SysinternalsSuite

HOWTO: Permanently replace the ugly Windows 10/2016 login screen background and colors for all users with #PowerShell

@DeanColpittsLeave a comment

I can’t stand the default Windows 10 and Windows Server 2016 logon background, and one of the first things I do when I build a new Windows template at a customer site is wipe that default background out!  I typically replace it with a single solid color, and I’m kind of fond of the old blue backgrounds that came with Windows XP (or was it Windows NT 4 – or may Windows 2000, I don’t remember now) as they are easy on the eyes… Anyways – the background color I like and use has a RGB value of 58 110 165.

I used to have a basic batch file to wipe it Microsoft’s stock background out by copying an existing background over from my staging server, but with every iteration of Windows 10 and Windows Server 2016, the path to img100.jpg in C:\Windows\WinSxS changes.  So last night I decided it was time to use some PowerShell to take care of this menace and allow the script to run on multiple platforms and software updates.
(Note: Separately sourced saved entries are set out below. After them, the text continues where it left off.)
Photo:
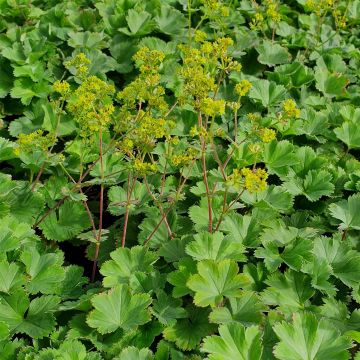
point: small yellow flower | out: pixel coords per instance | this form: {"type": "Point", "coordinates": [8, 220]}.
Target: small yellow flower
{"type": "Point", "coordinates": [200, 36]}
{"type": "Point", "coordinates": [255, 148]}
{"type": "Point", "coordinates": [243, 87]}
{"type": "Point", "coordinates": [143, 168]}
{"type": "Point", "coordinates": [224, 11]}
{"type": "Point", "coordinates": [234, 179]}
{"type": "Point", "coordinates": [211, 107]}
{"type": "Point", "coordinates": [267, 135]}
{"type": "Point", "coordinates": [62, 87]}
{"type": "Point", "coordinates": [194, 131]}
{"type": "Point", "coordinates": [255, 180]}
{"type": "Point", "coordinates": [290, 109]}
I struggled with creating a new solid color background jpg in PowerShell using the RGB value I wanted, but eventually I found some code that someone had posted elsewhere on how to create a gradient jpg, so I snagged it and set the gradient to be same at the end as the beginning, which results in a solid color all the way across.  I’m sure someone with better skills than me could clean this up properly – but this suits my purposes for what I need so I stopped searching for a better way.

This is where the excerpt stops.